La ciudad es un perro hambriento/   

Salgo a correr en las tardes/

Los transeúntes van/  

vienen/  

No ha cambiado el ruido/   

el olor de la impaciencia/

el sabor del conformismo/   

que corre por la garganta y nos impide respirar

Al final de este poema dirá, como una confirmación silente del espacio limítrofe y, tal vez, para insinuarnos el por qué de su distanciamiento: “El despertar es lo más duro de vivir”.

Mientras avanzo en la lectura siento que soy unas veces narrador omnisciente, otras el autor o el protagonista.

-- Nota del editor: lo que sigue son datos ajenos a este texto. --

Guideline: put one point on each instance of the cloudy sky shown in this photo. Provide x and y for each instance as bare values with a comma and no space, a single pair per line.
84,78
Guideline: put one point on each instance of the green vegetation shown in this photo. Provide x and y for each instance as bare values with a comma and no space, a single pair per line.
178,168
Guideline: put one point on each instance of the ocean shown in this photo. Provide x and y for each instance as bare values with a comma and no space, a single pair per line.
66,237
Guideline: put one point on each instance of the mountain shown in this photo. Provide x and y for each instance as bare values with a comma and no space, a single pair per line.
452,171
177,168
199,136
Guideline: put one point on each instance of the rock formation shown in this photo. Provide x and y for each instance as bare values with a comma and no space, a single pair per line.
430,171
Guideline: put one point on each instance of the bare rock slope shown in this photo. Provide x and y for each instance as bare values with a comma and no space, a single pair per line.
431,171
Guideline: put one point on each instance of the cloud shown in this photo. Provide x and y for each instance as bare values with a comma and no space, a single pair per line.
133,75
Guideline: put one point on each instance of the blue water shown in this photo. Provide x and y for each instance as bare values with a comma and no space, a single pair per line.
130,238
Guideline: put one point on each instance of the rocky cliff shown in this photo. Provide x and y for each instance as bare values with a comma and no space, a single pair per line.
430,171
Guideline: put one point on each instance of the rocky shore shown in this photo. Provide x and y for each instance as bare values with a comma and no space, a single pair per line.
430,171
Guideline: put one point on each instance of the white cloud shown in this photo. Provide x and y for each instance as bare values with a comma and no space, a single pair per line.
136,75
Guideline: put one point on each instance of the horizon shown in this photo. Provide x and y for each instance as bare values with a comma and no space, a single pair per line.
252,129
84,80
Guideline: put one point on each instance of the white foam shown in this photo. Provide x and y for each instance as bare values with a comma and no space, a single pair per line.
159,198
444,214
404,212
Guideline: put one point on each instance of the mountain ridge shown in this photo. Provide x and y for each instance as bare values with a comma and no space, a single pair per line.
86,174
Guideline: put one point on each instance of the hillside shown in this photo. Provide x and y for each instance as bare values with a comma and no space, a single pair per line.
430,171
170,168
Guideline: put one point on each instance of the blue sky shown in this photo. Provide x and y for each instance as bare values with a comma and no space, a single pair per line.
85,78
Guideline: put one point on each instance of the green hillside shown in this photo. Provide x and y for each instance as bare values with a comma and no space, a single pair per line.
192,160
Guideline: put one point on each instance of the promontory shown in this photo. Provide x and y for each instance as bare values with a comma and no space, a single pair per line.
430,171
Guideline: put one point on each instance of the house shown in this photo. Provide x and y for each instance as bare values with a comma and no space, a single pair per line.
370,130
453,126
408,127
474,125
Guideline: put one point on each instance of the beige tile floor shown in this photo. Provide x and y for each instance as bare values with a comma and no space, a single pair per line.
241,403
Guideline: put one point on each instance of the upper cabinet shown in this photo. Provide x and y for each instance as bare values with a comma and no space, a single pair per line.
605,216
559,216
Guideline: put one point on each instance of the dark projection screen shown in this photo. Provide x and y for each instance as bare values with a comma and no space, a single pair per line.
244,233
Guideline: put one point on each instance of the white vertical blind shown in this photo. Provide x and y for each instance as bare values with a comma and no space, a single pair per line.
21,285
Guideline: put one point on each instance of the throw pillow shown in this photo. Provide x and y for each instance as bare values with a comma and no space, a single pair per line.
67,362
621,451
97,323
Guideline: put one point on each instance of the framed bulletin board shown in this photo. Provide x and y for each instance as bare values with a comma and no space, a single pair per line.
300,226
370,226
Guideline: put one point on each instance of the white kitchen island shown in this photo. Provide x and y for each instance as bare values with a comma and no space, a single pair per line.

Y es que el libro está escrito en un lenguaje conversacional, narrativo y fácilmente sugestiona por el modo de tratar el tema de la soledad, la enajenación, la prisión que en ocasiones somos para nosotros mismos.

En las altas horas de la noche el protagonista escribe y lee, se mantiene atento contra las trampas del sueño: quedarse dormido puede ser peligroso si la ciudad asecha amenazante.

A las tres de la mañana/

desde el balcón/

grito a la ciudad mi rabia

Podemos hablar de un libro construido desde la intimidad, donde el poeta nos describe con nostalgia las huellas de un amor que, en algunos textos, irá desapareciendo; en otros insistirá en mantenerse a flote como un sobreviviente que se aferra a la última tabla del naufragio:

El día que te conocí

descubrí la tortuga           Las gomas de un auto

habían machacado el caparazón     su existencia

se redujo a un montón de pedazos               que

imaginé un rompecabezas

Hoy       camino a casa        pensaba en la huella

cada vez más tenue

Jamás imaginé que el tiempo fuera capaz de

borrar algo tan fuerte      como una tortuga sobre

el asfalto

(Página 15)

 

Ensalivo el dedo y hago círculos en tu abdomen

Soy más idiota que antes       La vida me ha dado

por querer parecerme a todos             por no ser

nadie     Velo tu sueño como si alguien pudiera dañarte

(Página 26)

Ariel no esconde su postura de narrador. Ha dividido el libro en versos sin que cada poema abandone su conflicto. Sirva de muestra la página 20: la casa recordará los castillos medievales donde cuelgan en las paredes los trofeos de cacería. El autor intentará escapar del interior de la mansión, no sin antes acariciar las pieles de las bestias disecadas y sentir su dolor. Cada trofeo será una distracción inevitable. Al final una voz, que se describe como dulce y que a mí como lector me suena escalofriante, le instará a quedase, a besarla. Y la besará. Quién sabe si por amor u obligado por ser sorprendido huyendo mientras duerme. ¡Quién sabe! Intentará correr nuevamente y nuevamente fracasará. Las pieles y su dolor atraerán sus manos en una manía patológica y retardarán su escape. Al lector le quedará la duda de si “la voz” realmente existe o es la soledad que grita desde todas las esquinas.

Ha llegado la primavera y la gente camina sujeta al suelo por el cansancio, como si el invierno fuera imposible de olvidar. Se notan aburridas y aún así caminan. Los niños se mesen en los columpios y dan la impresión de que todo vuelve, vez tras vez, a ser lo mismo. La rutina y su torpeza llena el espacio. El autor se suma a esa multitud, camina. O al menos eso dice. Tiendo a creer que desde la ventana observa con dolor el paisaje e imagina que sus paredes dejan de ser el límite.

Llego a la última sección. El libro parece cada vez más breve y, sin embargo, la muerte asalta como la única salida del protagonista. La casa ha dejado de ser mencionada, pero es una alegoría que persiste. Ahora soy yo el que observa que los niños han vuelto y el ruido de los columpios es lo único que delata un tramo feliz.

Me movería al parque si no fuera más que otra farsa/

Es medianoche/

En el parque se detienen los columpios/

El olor a felicidad ajena me obliga a vomitar

A veces, acostumbrados a vivir de lo que a otros le sobra, nos negamos a creer que existe la abundancia. Los restos del dolor se anuncian en cada página: los transeúntes que pasean, las paredes de la casa, las bestias disecadas y hasta el invierno que insiste en golpear con sus recuerdos toda la consistencia de la primavera. Las puertas de escape han desaparecido para el último poema y el protagonista reprocha haber despertado. El silencio es desgarrador.